CLARITY Act Hearing: Senator Says Crypto Isn’t U.S. Economy’s Problem
The U.S. Senate affordability hearing “The Affordability Agenda” heard Cody Carbone, CEO of the crypto advocacy group The Digital Chamber, argue that digital assets could ease U.S. affordability via faster, cheaper transactions and “competitive pressure” on payment systems.
Senator John Kennedy largely dismissed the message, saying, “I love cryptocurrency, but I don’t think that’s the problem with our economy.” Only Indiana Senator Tim Banks pressed Carbone on foreign remittances: he asked about costs versus USD-pegged stablecoins.
Carbone’s testimony tied to the Digital Asset Market Clarity (CLARITY) Act. The Senate Banking Committee advanced the bill in May, and lawmakers expect a chamber vote in weeks, but passage may face delays due to additional ethics provisions being demanded by some members. As of Tuesday, no Senate floor vote had been scheduled.

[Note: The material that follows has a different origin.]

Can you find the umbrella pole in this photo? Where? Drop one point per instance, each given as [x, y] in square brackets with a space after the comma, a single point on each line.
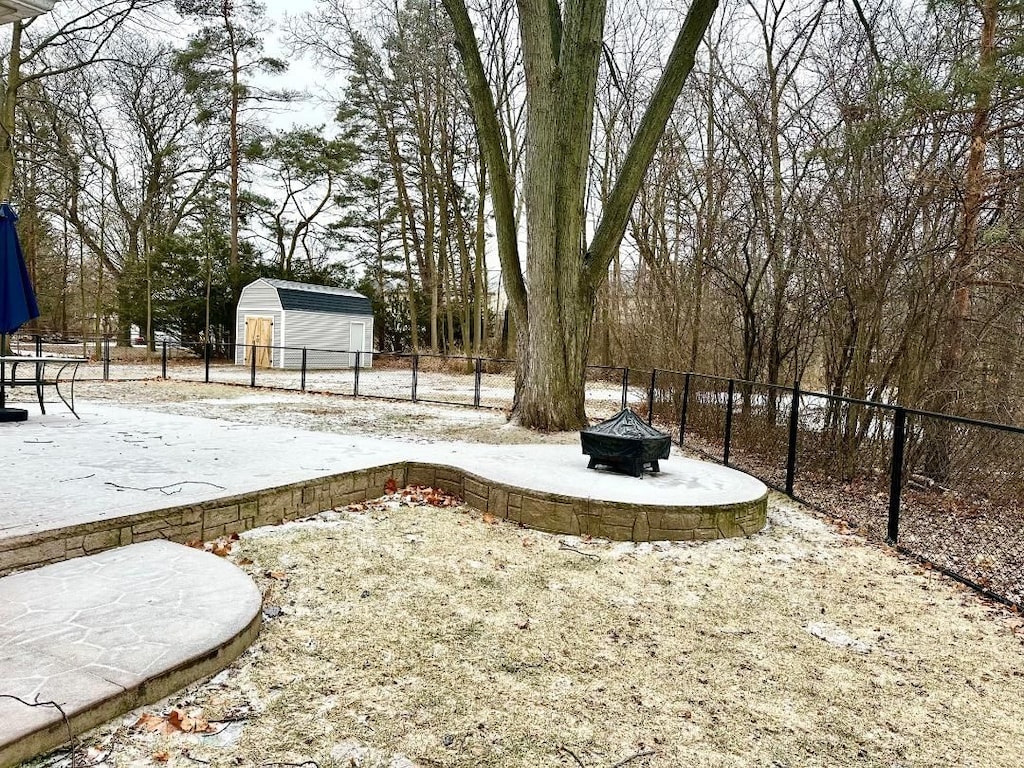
[3, 371]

Separately, last week gambling industry groups asked Congress to confirm the CLARITY Act would not let the U.S. Commodity Futures Trading Commission (CFTC) claim sports-betting oversight in prediction markets. CFTC Chair Michael Selig has argued for “exclusive jurisdiction” over platforms such as Kalshi and Polymarket.
Overall, the hearing provided limited new crypto-market catalysts, but it reinforced that CLARITY Act timing and regulatory scope (especially CFTC authority) remain key variables for 2026 policy expectations.
Neutral
The hearing outcome is mostly a process and politics update rather than a concrete rule change. The key policy thread is the CLARITY Act: it has advanced in the Senate Banking Committee, but final passage still depends on added ethics provisions and the absence/presence of schedule for a full chamber vote. That uncertainty typically limits upside momentum because traders can’t price in final clarity yet.
The CFTC “exclusive jurisdiction” dispute over prediction-market sports betting (Kalshi, Polymarket) also keeps regulatory scope risk alive. Similar past episodes—when U.S. bills move forward but face ethics, agency jurisdiction, or scope carve-outs—often lead to choppy, sentiment-driven trading instead of a clean breakout.
Net effect: short term, traders may rotate around policy headlines (watch for dates and amendments tied to CLARITY Act). Long term, if CLARITY Act advances with acceptable ethics and clearer CFTC boundaries, it can be constructive for institutional participation. For now, because the hearing did not deliver decisive legislative movement, the expected market impact remains neutral.